To confirm that V-Order is now activated on the 'taxi_data_vorder' table, execute the following queries:
SHOW TBLPROPERTIES taxi_data; SHOW TBLPROPERTIES taxi_data_vorder;
These commands display the properties of the 'taxi_data' and 'taxi_data_vorder' tables, allowing you to verify that V-Order is enabled on the latter."
- Import Mode Reporting: To provide a basis for comparison, we will generate similar reports using Power BI's traditional Import mode. By noting the performance metrics during this process, we can then compare them with those of Direct Lake.
Test Set & Comparison
For our experiment, we crafted four distinct reports aimed to mirror a variety of visualization types typically used in Power BI while simultaneously pushing the capabilities of Direct Lake.
- Simple Visual Report
- Simple Visual with Date Slicer Report
- Visualization highlighting Average by Top 10 Locations
- A Comprehensive Flat Table holding granular data
Our selected visuals were chosen to mimic varying complexity levels. Report 3, for instance, is expected to execute an exhaustive scan of the entire table to fetch data, thereby introducing a significant computational demand similar to the granular flat table in Report 4. In contrast, reports 1 and 2 should represent more standard scenarios.
The results observed during the testing phase varied from the minimum time taken to the maximum time recorded for data retrieval and report generation.
|DL – no optimization
|Did not complete
Each row contains a range, indicating the minimal and maximal time required to refresh the report. The minimum value typically appears after some data has been cached. It's evident that even in Direct Lake mode, caching is still at play, as we can see notable variability in performance times once the visual has been queried once. This caching effect also transpires in Import mode, albeit to a far less noticeable extent.
An important thing to note is that if a query sent by the visual cannot be sent back within the cold cache bounds, then it will result in a direct query, as seen in Report 4. This implies that you may encounter the same limitations as you would using direct query mode, such as DAX limitations.
The anomaly with Report 2
Interestingly, the Direct Lake mode encountered instability during the testing of Report 2, specifically while interacting with the date slicer. As the screenshot illustrates, the system faced issues which prevented its completion.
However, the problem was promptly mitigated upon the removal of the date filter. Notably, the Direct Lake feature is still in its preview stage, suggesting that such minor glitches are likely to be addressed in forthcoming updates.
Interestingly, this issue was not present with the v-order-enabled dataset.
Through our tests, Power BI's Direct Lake mode showed promise, particularly when boosted with V-Order optimization, outperforming the traditional Import mode in certain scenarios. Its key feature is the live data connection, continuously providing the latest data, a convenience not present in the Import mode. However, this comes at a cost: maintaining the Fabric capacity continuously operational increases compute demands and, consequently, the cost.
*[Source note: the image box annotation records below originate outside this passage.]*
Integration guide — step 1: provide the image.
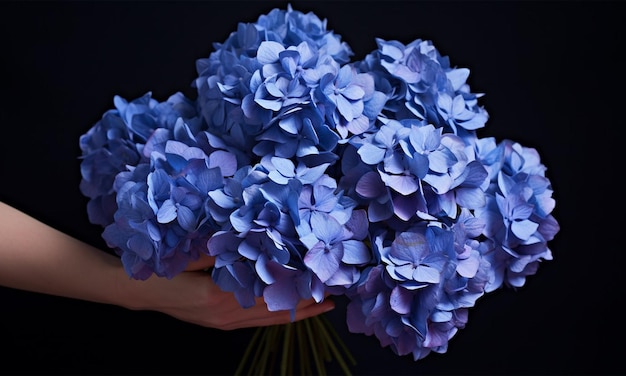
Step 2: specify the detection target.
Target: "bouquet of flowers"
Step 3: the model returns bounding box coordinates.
[80,6,559,374]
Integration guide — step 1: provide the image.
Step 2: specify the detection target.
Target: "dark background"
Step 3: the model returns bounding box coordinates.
[0,1,626,375]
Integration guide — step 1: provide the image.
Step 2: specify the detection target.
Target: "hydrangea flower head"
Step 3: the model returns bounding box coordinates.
[80,5,560,360]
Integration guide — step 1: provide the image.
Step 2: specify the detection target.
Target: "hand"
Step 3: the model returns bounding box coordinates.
[114,256,334,330]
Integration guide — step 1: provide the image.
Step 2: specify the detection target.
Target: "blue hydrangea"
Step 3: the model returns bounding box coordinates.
[80,6,560,360]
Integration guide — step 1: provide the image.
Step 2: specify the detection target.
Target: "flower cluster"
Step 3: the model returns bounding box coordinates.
[80,6,559,360]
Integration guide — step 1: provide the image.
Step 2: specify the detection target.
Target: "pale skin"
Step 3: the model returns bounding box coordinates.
[0,202,334,330]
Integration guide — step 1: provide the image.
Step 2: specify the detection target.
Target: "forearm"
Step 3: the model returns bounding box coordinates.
[0,202,127,305]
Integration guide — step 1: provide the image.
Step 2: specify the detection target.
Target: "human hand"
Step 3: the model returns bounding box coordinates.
[118,256,335,330]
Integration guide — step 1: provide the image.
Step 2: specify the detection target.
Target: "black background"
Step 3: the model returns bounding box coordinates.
[0,1,626,375]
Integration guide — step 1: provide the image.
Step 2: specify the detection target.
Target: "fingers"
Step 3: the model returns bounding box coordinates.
[222,299,335,330]
[185,253,215,271]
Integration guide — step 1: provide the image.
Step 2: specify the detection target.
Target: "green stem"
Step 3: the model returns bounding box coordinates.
[303,319,326,375]
[280,324,293,376]
[235,327,267,376]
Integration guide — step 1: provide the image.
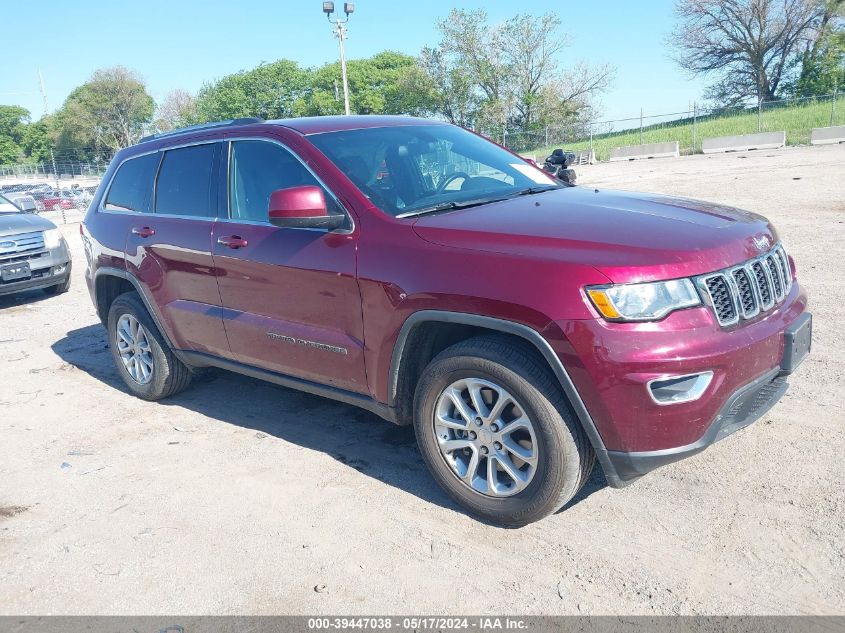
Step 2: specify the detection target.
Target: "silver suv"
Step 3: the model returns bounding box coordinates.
[0,196,71,295]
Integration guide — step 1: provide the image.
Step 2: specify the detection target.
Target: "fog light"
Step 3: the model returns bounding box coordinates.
[648,371,713,404]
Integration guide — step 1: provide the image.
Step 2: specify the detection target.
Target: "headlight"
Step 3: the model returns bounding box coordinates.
[586,279,701,321]
[44,229,62,248]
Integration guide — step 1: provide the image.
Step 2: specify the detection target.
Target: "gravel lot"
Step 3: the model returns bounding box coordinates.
[0,147,845,615]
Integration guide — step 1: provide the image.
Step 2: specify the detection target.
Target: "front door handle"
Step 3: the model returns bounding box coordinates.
[217,235,249,248]
[132,226,155,237]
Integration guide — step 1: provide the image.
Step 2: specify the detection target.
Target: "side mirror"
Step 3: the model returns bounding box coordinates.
[267,185,346,230]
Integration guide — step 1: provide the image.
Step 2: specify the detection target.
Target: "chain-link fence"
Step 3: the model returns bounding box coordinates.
[0,148,111,222]
[504,93,845,160]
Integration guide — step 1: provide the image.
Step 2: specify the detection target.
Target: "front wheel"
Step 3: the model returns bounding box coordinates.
[414,336,595,527]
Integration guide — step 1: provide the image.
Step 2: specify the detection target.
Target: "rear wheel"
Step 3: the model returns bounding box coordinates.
[107,292,191,400]
[414,336,594,526]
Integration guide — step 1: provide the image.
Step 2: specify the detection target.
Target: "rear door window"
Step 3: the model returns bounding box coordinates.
[155,143,218,217]
[103,153,161,213]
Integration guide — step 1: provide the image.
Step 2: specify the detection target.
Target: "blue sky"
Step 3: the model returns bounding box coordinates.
[0,0,703,119]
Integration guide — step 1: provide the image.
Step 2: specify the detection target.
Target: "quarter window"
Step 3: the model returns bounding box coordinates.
[103,153,161,213]
[229,141,342,222]
[155,143,217,217]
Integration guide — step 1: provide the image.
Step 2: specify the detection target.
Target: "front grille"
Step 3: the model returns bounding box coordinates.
[0,231,47,264]
[731,268,759,319]
[698,244,792,327]
[705,275,737,323]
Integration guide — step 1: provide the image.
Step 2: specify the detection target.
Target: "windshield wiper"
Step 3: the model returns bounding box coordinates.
[511,185,561,198]
[396,198,507,218]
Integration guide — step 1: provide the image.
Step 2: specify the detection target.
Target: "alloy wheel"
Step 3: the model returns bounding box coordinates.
[115,314,155,385]
[433,378,538,497]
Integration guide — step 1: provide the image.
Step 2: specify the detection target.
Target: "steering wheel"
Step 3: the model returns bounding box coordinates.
[437,171,470,193]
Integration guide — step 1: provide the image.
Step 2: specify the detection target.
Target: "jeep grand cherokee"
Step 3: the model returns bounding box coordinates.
[83,116,811,525]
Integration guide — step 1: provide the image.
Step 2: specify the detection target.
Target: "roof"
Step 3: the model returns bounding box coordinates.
[267,114,444,135]
[134,114,442,143]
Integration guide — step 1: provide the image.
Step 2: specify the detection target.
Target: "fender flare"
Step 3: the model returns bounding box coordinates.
[93,266,181,356]
[388,310,628,487]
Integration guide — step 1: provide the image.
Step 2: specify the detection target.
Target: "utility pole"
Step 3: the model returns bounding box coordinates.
[38,68,47,115]
[323,2,355,116]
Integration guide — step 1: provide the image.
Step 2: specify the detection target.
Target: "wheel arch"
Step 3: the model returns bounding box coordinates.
[388,310,622,487]
[94,267,184,362]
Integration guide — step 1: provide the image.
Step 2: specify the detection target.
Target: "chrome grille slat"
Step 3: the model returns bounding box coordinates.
[0,231,44,256]
[697,244,792,327]
[763,254,785,301]
[731,266,760,319]
[704,273,739,325]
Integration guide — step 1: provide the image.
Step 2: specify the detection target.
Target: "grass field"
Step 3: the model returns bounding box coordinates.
[532,97,845,160]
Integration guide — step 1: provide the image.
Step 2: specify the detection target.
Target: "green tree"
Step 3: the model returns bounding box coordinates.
[21,115,56,163]
[196,59,310,122]
[0,105,29,165]
[306,51,417,115]
[56,66,155,158]
[419,9,613,135]
[153,88,199,132]
[0,105,29,143]
[669,0,825,105]
[790,0,845,97]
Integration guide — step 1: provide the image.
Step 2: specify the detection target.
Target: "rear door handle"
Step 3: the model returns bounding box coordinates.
[217,235,249,248]
[132,226,155,237]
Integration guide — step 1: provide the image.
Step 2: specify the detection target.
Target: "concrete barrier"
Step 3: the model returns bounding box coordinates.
[810,125,845,145]
[610,141,681,161]
[701,132,786,154]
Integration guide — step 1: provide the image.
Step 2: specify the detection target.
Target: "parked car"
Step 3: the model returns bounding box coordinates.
[0,196,71,295]
[67,185,94,207]
[83,116,812,526]
[36,189,84,211]
[3,191,38,213]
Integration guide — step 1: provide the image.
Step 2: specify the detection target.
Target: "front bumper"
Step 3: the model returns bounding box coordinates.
[0,241,72,296]
[607,362,789,487]
[556,283,810,487]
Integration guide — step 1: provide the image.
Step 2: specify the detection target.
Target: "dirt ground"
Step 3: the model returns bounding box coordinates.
[0,147,845,615]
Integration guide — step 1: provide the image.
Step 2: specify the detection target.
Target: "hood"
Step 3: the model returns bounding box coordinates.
[414,187,777,283]
[0,213,56,236]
Importantly, our tests revealed that Direct Lake doesn't consistently outperform Import mode without V-Order optimisation. Therefore, the choice between the two largely depends on your specific needs and the feasibility of applying V-Order optimization. An added complexity is Direct Lake's fallback to Direct Query under certain conditions, bringing along its own set of limitations, such as those related to DAX.
In conclusion, Direct Lake presents an exciting potential for Power BI users, especially with V-Order optimization. It can handle large data sources and improve performance in specific scenarios. However, it's still a work in progress and we look forward to future updates that will further enhance this promising feature.